4. Neither the states nor the federal government is obligated by the First Amendment, however, to accommodate religious practices against the requirements of generally applicable laws;

5. Congress may choose to have the federal Congress be more accommodating of religious belief vis-à-vis federal statutes (but not vis a vis state statues, because the states cannot be coerced to be more protective of religious belief and practice than the Constitution, itself, requires.

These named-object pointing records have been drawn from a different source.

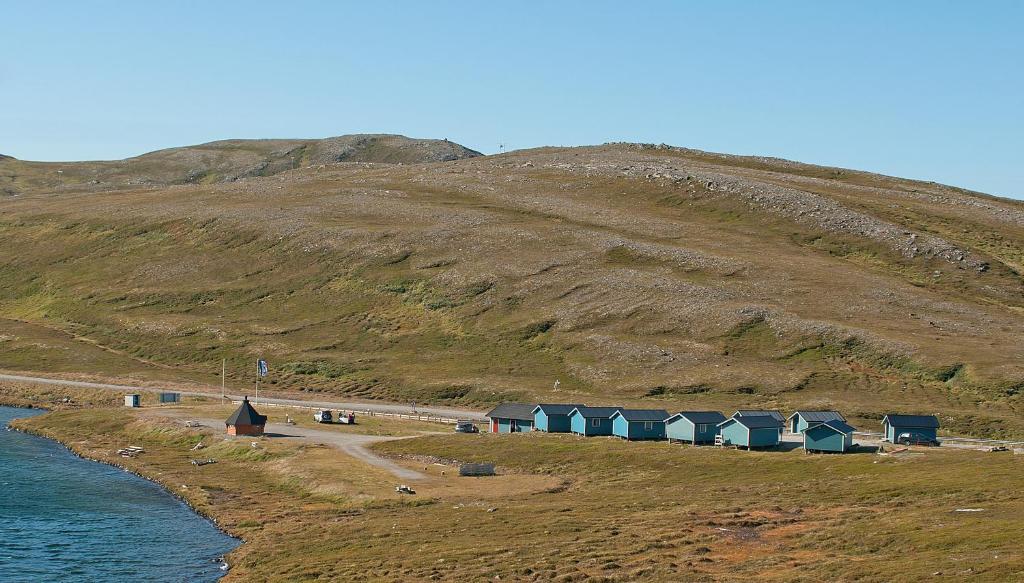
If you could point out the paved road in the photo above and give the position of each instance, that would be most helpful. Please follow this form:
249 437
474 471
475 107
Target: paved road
347 405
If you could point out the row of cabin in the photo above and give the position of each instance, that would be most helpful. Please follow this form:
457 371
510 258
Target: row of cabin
821 430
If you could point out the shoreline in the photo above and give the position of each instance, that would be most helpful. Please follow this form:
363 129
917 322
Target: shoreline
81 455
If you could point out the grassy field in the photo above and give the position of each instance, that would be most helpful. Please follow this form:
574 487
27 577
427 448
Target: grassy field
569 508
632 275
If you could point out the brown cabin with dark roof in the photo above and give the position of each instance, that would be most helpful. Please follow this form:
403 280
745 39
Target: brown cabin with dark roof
246 421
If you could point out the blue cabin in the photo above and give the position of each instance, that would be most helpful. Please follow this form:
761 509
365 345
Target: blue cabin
592 420
693 426
804 419
511 418
910 428
761 413
751 431
553 418
830 435
639 423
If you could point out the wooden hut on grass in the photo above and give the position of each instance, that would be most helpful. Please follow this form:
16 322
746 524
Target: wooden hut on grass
751 431
910 428
639 423
804 419
592 420
246 421
553 417
832 435
511 418
693 426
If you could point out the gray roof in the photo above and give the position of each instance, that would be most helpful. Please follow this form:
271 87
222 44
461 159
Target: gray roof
835 424
556 408
643 414
819 416
696 417
246 415
758 413
519 411
911 420
756 421
600 412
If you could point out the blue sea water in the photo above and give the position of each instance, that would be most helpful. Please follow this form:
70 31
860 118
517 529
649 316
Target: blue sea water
66 518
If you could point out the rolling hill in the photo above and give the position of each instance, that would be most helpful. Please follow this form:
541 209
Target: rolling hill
382 266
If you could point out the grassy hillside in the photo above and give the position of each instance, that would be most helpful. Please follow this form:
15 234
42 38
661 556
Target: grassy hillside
631 274
568 508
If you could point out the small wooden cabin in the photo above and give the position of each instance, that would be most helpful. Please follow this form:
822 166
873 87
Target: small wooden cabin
751 431
832 435
592 420
804 419
639 423
916 427
511 418
553 417
693 426
246 421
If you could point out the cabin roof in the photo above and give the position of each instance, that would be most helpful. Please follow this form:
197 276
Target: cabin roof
755 421
911 420
758 413
819 416
592 412
697 417
556 408
246 415
519 411
834 424
642 414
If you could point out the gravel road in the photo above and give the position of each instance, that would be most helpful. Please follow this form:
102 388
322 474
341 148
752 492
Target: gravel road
352 444
347 405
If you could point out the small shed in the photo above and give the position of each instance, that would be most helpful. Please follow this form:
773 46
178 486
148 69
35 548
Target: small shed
761 413
511 418
830 435
693 426
246 421
639 423
804 419
592 420
170 398
751 431
553 417
916 427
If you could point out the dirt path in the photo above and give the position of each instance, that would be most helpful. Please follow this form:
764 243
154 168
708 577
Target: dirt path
353 445
347 405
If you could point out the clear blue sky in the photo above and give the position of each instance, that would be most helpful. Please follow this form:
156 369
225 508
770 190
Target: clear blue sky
924 89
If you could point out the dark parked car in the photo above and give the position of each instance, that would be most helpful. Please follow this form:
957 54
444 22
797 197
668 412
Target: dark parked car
911 440
464 426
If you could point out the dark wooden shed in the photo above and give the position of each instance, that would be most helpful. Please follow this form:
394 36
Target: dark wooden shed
246 421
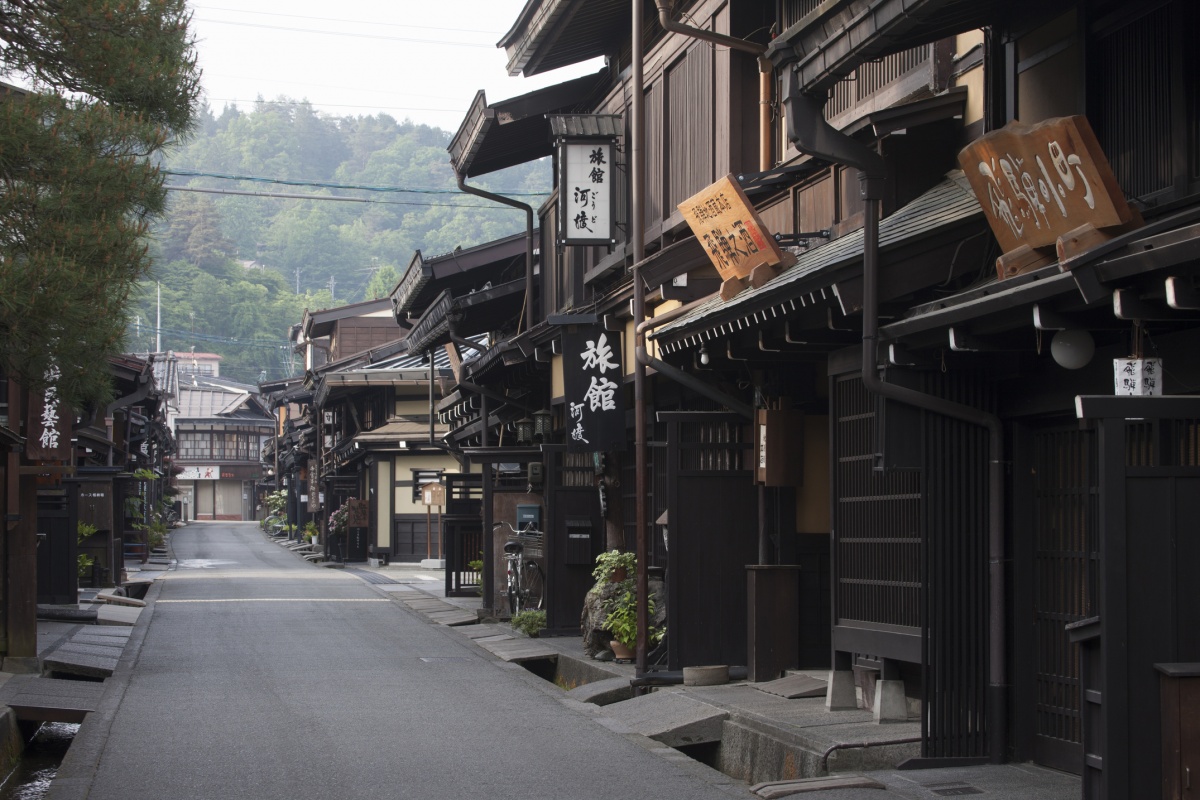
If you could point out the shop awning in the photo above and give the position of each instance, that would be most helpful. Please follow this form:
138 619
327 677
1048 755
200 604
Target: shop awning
831 275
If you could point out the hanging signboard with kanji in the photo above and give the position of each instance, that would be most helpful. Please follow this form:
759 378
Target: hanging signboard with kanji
1037 182
586 198
730 229
49 433
595 411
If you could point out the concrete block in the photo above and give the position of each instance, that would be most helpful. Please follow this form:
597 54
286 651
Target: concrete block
117 615
841 693
598 692
889 702
670 717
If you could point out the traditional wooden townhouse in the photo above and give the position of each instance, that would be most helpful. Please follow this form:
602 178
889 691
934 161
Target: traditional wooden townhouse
1002 497
921 396
220 427
378 447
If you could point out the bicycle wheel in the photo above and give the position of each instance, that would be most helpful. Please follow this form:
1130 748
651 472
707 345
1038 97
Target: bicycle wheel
534 585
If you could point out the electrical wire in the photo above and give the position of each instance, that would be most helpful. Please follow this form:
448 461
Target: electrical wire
364 187
354 22
337 32
288 196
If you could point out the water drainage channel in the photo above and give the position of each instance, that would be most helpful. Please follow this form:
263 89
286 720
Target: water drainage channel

This is a win-win victory for religious freedom in both of its senses: the freedom of the Church to urge a public policy based on its unique doctrine (e.g., the Catholic teaching on contraception that it severs the bond between the unitive and procreative aspects of marriage; and the freedom of the body politic, acting through duly elected representative, to turn down the advocacy of the Church without that in any way diminishing the rights of the Church or her believers.

Bottom line: religious freedom does not mean always accommodating a particular religious point of view. To think otherwise is confusion.

That confusion, as Justice Alito reveals, need not exist. The Congress and the states can give even the additional nod toward religious freedom desired by Hobby Lobby without that establishing (in the senses of coercing) someone to believe as Hobby Lobby does. That said, the general laws do not depend upon the Constitution being given a Catholic gloss to be valid.

In this case, the laws of Congress can be construed to give, as they arguably have been so construed to give under RFRA, to give some special protections for religion that individual states have not.

Finally, to be precise, again, as I pointed out to HuffPost readers months ago, at issue in the Hobby Lobby case was the claimed application of the Religious Freedom Restoration Act (RFRA). For the reasons outlined in the Court's Hobby Lobby opinion, the Supreme Court has NOT held that a publicly-traded corporation are not persons with religious freedom rights, and the Supreme Court soundly rejected the notion that RFRA has any application to a publicly-traded company; but erring on the side of religious liberty, Hobby lobby's owner -- even in his limited form of corporation need explain -- need not subordinate his faith.

The Catholic Church in America ought to be applauding the balance exhibited by Justice Alito in his opinion for the Court. The opinion is a real victory for the Catholic Church's litigated assertion to be free of an imposed obligation to distribute contraception; while at the same time the opinion is a real victory for those who dissent from the Church's teaching on contraception.

In rejecting the Church's sometimes overbroad and un-nuanced claim for special privilege, the Court has preserved religious freedom and saved an over-broad conception of that freedom from destabilizing itself.